George J. Feldman, PhD, DMD
Curtis Building, Room 501
Philadelphia, PA 19107
Most Recent Peer-reviewed Publications
- Developmental dysplasia of the hip: Linkage mapping and whole exome sequencing identify a shared variant in CX3CR1 in all affected members of a large multigeneration family
- Variable Expression and Incomplete Penetrance of Developmental Dysplasia of the Hip. Clinical Challenge in a 71-Member Multigeneration Family.
- The otto aufranc award: Identification of a 4 Mb region on chromosome 17q21 linked to developmental dysplasia of the hip in one 18-member, multigeneration family
- Response to "mutations of the Noggin and of the activin A type I receptor genes in fibrodysplasia ossificans progressiva (FOP)" by Lucotte et al
- Over-expression of BMP4 and BMP5 in a child with axial skeletal malformations and heterotopic ossification: A new syndrome
Expertise & Research Interests
My lab is focused on identifying and understanding the causes of major crippling orthopaedic disorders that are genetically transmitted in families. Currently we are trying to find causative mutations for the complex disorder Developmental Dysplasia of the Hip (DDH). DDH is caused by the incomplete formation of the hip socket or acetabulum in individuals. This allows the head of the thigh bone or femur to easily dislocate and cause extra wear in the acetabulum often leading to osteoarthritis. While DDH is a complex disease to which environmental influences contribute, there is strong evidence of intergenerational transmission in human families. Although the overall prevalence of DDH in the US population is 1% in newborns undiagnosed DDH is thought to contribute to over 40% of all cases of osteoarthritis in young adults. Current screening tests in infants thus miss a large portion of affected individuals. Our goal is to develop genetic tests to detect the mutations that make an individual susceptible to this disorder. Early intervention with the Pavlik harness and other devices could then be used in these individuals to encourage acetabular development.

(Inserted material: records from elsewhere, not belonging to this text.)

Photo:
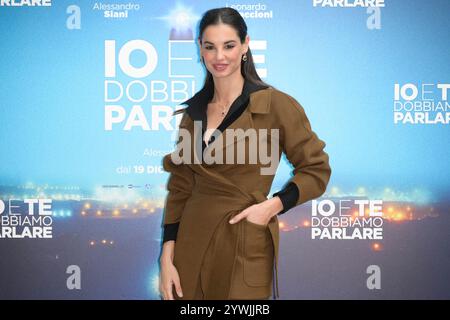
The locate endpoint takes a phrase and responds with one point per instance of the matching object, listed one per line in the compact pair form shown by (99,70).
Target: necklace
(224,110)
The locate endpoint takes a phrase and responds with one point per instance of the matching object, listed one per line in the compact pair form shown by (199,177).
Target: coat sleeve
(179,186)
(303,149)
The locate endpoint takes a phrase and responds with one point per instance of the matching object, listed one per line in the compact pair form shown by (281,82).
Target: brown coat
(203,198)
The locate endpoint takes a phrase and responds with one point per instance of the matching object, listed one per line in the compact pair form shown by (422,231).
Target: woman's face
(222,50)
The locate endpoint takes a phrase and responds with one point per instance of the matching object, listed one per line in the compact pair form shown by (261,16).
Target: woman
(221,232)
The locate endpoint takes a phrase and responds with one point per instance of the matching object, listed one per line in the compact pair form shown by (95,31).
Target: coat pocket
(258,254)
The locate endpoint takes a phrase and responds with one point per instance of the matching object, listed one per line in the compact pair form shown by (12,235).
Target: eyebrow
(209,42)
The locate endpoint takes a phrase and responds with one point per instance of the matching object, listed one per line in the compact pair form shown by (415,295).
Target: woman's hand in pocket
(260,213)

We are attempting to find causative mutations using 2 different approaches:
- Traditional linkage analysis. We have recruited a number of DDH affected families and have retrieved DNA from their peripheral blood and cheek swabs. We are using the Affymetrix platform to identify those single nucleotide polymorphisms that co-segregate with affected individuals but are absent from unaffected relatives.

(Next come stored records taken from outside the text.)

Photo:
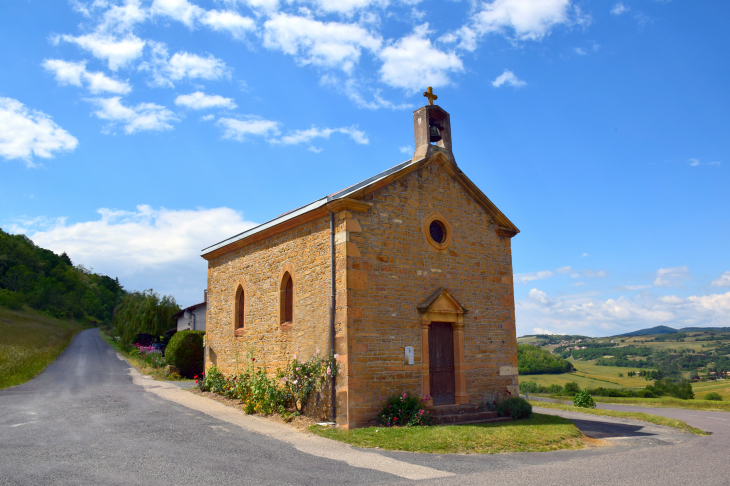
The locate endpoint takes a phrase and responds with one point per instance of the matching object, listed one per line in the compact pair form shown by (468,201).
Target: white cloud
(117,52)
(624,288)
(585,314)
(522,278)
(527,19)
(240,130)
(201,101)
(75,72)
(509,78)
(144,116)
(619,8)
(354,89)
(413,62)
(228,21)
(722,281)
(306,136)
(158,248)
(182,65)
(671,277)
(331,44)
(26,133)
(346,7)
(180,10)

- Some DDH affected individuals are more affected than others. We have identified a severely affected family some of whose members have bilateral DDH. We hypothesize that the severity of their disease might be explained by a variation in the copy number of larger segments of their DNA. To test this hypothesis we are planning to hybridize their DNAs to specifically designed Affymetrix chips to search for copy number variations that are shared by affected individuals but not by the unaffected relatives or other controls.